There’s a reason new ideas often pass through rather convoluted channels of scholarly vetting, government regulation, and media and public skepticism before they make their way into widespread acceptance: most new ideas are wrong, and some of them are outright deceptive. Cuddy’s big research finding, for example, has proven very hard to replicate. The consultant Simon Sinek’s 2009 TEDx lecture about persuasion–the third most-watched TED talk in history–is such a logical and evidential wreck that it’s not even worth the space to pick it apart here.
This kind of evangelical idealism can also be blind to the workings of power. Good ideas may be transformative, but their lack is not the cause of all the world’s problems. It takes a certain one-dimensionality of thinking to believe that changing your pose for a couple minutes can eliminate the problems in your life. For that matter, it takes a certain one-dimensionality of thinking to believe that an 18 minute-long talk delivered to a crowd of wealthy elites in one of the world’s priciest cities will somehow flip social conditions inside-out.
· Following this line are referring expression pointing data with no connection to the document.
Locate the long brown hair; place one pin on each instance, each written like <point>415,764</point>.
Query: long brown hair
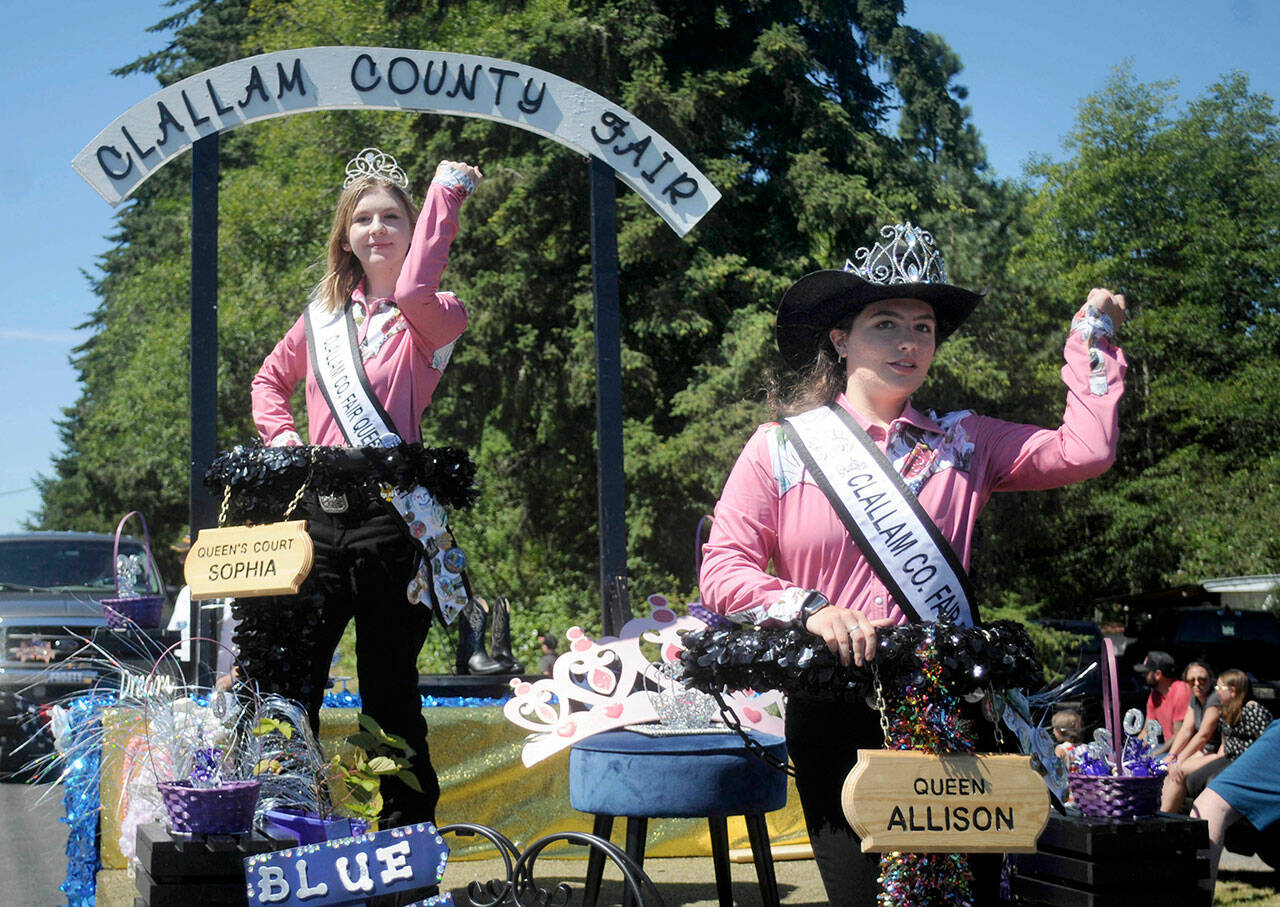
<point>817,385</point>
<point>1239,682</point>
<point>343,270</point>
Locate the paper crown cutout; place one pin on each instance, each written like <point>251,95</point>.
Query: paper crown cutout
<point>609,683</point>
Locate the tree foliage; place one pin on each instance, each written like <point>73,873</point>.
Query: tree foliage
<point>817,122</point>
<point>1180,209</point>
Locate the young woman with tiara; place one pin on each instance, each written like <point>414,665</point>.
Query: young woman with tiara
<point>856,511</point>
<point>371,346</point>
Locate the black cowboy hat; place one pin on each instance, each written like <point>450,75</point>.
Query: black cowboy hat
<point>908,266</point>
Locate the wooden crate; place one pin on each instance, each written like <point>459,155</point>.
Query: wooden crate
<point>1082,861</point>
<point>197,870</point>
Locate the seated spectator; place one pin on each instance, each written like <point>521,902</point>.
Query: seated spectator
<point>1242,720</point>
<point>1068,731</point>
<point>1169,696</point>
<point>1197,740</point>
<point>1248,788</point>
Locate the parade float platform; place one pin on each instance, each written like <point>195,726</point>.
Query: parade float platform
<point>483,780</point>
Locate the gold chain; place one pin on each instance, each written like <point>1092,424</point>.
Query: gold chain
<point>880,705</point>
<point>304,486</point>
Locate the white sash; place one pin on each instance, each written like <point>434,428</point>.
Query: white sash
<point>339,372</point>
<point>897,537</point>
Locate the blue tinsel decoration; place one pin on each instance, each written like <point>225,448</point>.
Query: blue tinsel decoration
<point>83,747</point>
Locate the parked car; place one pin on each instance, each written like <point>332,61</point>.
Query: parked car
<point>51,585</point>
<point>1220,636</point>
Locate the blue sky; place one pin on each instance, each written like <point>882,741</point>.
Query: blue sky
<point>1028,63</point>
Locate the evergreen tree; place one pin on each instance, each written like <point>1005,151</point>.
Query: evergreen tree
<point>781,104</point>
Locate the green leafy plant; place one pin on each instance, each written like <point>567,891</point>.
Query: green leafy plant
<point>355,778</point>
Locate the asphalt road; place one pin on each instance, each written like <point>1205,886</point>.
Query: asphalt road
<point>33,846</point>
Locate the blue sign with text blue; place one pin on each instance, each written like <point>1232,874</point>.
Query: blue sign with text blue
<point>350,870</point>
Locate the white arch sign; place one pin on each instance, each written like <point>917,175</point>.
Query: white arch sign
<point>287,82</point>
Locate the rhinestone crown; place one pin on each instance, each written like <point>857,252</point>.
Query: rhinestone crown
<point>906,255</point>
<point>376,164</point>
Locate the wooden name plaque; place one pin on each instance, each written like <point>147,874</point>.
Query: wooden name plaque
<point>243,562</point>
<point>950,804</point>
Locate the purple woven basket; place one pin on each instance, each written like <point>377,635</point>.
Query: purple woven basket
<point>144,610</point>
<point>1116,796</point>
<point>219,810</point>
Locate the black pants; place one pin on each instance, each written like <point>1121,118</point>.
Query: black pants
<point>823,738</point>
<point>364,560</point>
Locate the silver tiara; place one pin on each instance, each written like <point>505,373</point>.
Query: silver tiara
<point>376,164</point>
<point>905,256</point>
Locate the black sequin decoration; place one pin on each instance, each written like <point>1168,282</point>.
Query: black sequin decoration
<point>995,655</point>
<point>264,480</point>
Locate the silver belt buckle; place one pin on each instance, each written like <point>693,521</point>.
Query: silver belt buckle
<point>333,503</point>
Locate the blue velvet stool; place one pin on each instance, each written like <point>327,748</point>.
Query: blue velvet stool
<point>625,773</point>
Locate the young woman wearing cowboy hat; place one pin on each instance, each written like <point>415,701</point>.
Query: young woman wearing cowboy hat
<point>862,340</point>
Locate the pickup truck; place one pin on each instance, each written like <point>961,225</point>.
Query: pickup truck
<point>1223,637</point>
<point>51,585</point>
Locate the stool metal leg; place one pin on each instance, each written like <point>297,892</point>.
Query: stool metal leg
<point>720,860</point>
<point>600,828</point>
<point>638,829</point>
<point>758,833</point>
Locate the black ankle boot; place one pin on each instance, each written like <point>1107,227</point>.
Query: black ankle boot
<point>472,658</point>
<point>502,636</point>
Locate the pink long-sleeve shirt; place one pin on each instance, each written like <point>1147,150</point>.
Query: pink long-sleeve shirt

But if TED and the 19th century lecture circuits—the new lyceum and the old—can offer us anything, it’s a reminder that science and research offer more than new knowledge. They come with a kind of aesthetic, and they invoke certain emotions—among them thrill and hope.
Personally, I have a favorite TED talk: “6 Ways Mushrooms Can Save the World,” in which the mycologist Paul Stamets talks about all the ridiculously useful things you can do with fungi. A bearded bio nerd, Stamets preaches about the use of mushrooms to treat diseases, clean up environmental toxins, and generate biofuels. He imagines a kind of fungal revolution.
Are the world’s environmental problems caused by a lack of good fungal technique? Well, no, there’s a lot more at play. You can’t have a real conversation about environmentalism without discussing capitalism and the distribution of resources—which is to say, power. But after 17 minutes of listening to Stamets, a certain fuzzy optimism takes hold. There’s a promise here that would be familiar, I think, to anyone who’s been moved by a great motivational speech or sermon. It’s a sense that, faced with the grind of daily life, and the intractability of its problems, somehow, through some flash of understanding, the basic terms of our struggle will change.